FredHutch / Galeano-Nino-Bullman-Intratumoral-Microbiota_2022

Analysis code used in Galeano Nino et al., Impact of Intratumoral Microbiota on Spatial and Cellular Heterogeneity in human cancer. 2022
MIT License
33 stars 10 forks source link

Galeano-Nino-Bullman-Intratumoral-Microbiota-2022

DOI

Analysis code used in Galeano Nino et al., Effect of the intratumoral microbiota on spatial and cellular heterogeneity in cancer. 2022

The code in this repository is organized to reflect the description in the Methods section of Galeano Nino et al., Effect of the intratumoral microbiota on spatial and cellular heterogeneity in cancer. 2022.

10X Visium Scans for CRC and OSCC samples

10X Visium Scans associated with manuscript submission are uploaded to AWS and Zenodo.

Tiff files can be accessed via: https://fh-pi-bullman-s-eco-public.s3.us-west-2.amazonaws.com/DataTransfer/Galeano_Nino_et_al_visium_scans/CRC_OSCC_visium_tiff.tar.gz and https://doi.org/10.5281/zenodo.7419806

Please note for sample CRC_16, the slide id is V10S15-020 and area code is D1; for sample OSCC_2, the slide id is V11A07-022 and area code is A1.
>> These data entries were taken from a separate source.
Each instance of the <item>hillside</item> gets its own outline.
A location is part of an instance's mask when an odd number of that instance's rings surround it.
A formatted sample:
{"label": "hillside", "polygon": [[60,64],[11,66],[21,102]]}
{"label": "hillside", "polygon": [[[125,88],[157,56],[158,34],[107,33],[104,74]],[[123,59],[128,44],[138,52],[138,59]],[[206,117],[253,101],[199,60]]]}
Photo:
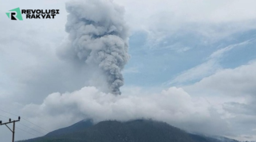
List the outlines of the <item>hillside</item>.
{"label": "hillside", "polygon": [[[227,139],[230,140],[230,139]],[[229,142],[236,142],[230,140]],[[128,122],[80,121],[45,136],[22,142],[223,142],[215,138],[187,133],[167,123],[148,120]],[[21,142],[21,141],[20,141]]]}

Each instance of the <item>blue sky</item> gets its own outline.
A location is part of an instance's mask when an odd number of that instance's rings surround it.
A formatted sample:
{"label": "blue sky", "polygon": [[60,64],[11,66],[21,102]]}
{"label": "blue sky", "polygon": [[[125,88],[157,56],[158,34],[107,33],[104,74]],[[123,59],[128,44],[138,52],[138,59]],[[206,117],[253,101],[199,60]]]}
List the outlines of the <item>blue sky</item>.
{"label": "blue sky", "polygon": [[[66,2],[1,1],[0,109],[49,131],[84,118],[153,117],[187,131],[256,140],[255,1],[113,1],[125,9],[129,27],[130,59],[118,97],[104,91],[102,75],[60,58],[69,36]],[[6,12],[14,7],[60,14],[13,21]],[[0,136],[6,130],[0,127]],[[33,136],[18,130],[18,140]]]}

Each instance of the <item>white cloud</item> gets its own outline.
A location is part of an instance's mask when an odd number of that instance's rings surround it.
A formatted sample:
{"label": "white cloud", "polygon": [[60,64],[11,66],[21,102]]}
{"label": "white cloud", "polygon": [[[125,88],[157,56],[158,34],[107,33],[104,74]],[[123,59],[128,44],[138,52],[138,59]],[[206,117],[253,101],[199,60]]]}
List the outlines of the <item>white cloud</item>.
{"label": "white cloud", "polygon": [[234,48],[239,48],[246,45],[251,40],[248,40],[238,44],[234,44],[226,48],[217,50],[207,58],[207,60],[205,63],[182,72],[173,79],[168,81],[167,83],[165,83],[164,85],[170,86],[195,81],[196,79],[200,80],[204,77],[215,74],[216,71],[222,69],[222,67],[219,63],[219,62],[225,53]]}
{"label": "white cloud", "polygon": [[[159,94],[114,96],[93,86],[85,86],[72,93],[51,94],[40,105],[25,106],[22,113],[31,121],[41,123],[50,130],[82,118],[93,118],[97,122],[142,117],[211,134],[224,134],[228,129],[225,121],[207,102],[202,98],[193,98],[182,88],[176,87]],[[49,121],[52,123],[49,125]],[[218,129],[213,129],[216,126]]]}

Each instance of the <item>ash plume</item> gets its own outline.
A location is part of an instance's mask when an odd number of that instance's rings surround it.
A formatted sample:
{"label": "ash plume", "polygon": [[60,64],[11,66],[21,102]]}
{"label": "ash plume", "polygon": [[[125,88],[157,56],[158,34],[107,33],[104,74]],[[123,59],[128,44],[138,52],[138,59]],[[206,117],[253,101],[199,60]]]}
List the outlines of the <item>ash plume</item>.
{"label": "ash plume", "polygon": [[87,0],[66,3],[68,53],[77,61],[96,65],[106,77],[109,91],[120,94],[121,70],[129,59],[124,10],[112,1]]}

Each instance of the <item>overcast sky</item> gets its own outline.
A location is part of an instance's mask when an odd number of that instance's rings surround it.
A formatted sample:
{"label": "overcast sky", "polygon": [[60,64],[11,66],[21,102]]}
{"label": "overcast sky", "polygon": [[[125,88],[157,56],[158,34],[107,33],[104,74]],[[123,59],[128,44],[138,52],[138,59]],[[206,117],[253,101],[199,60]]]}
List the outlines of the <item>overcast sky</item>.
{"label": "overcast sky", "polygon": [[[49,132],[84,118],[152,117],[190,132],[256,140],[255,1],[113,0],[129,27],[130,59],[117,97],[104,91],[94,69],[61,57],[69,38],[67,2],[1,0],[0,120],[21,115]],[[11,21],[6,13],[17,7],[60,14]],[[47,133],[19,123],[16,140]],[[0,141],[10,138],[1,126]]]}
We also uploaded fastq files to AWS for your convenience: https://fh-pi-bullman-s-eco-public.s3.us-west-2.amazonaws.com/DataTransfer/Galeano_Nino_et_al_visium_scans/CRC_OSCC_visium_fastq.tar.gz

Environment and Reference Data

Environment

All of the analysis code documented in this repository was run on the shared computing cluster maintained at the Fred Hutchinson Cancer Research Center between May 2020 and August 2022. The software dependencies used by these scripts are provided using the EasyBuild installation maintained by the Fred Hutch Scientific Computing group. Those software dependencies are loaded into the environment with the ml command (e.g. ml CellRanger/6.1.1).

Reference Data

Prior to running the analysis scripts, reference databases were downloaded for PathSeq (December 2020) and CellRanger (January 2022). The location of those reference databases is provided to the analysis scripts using the environment variables pathseqdb and cellrangerdb.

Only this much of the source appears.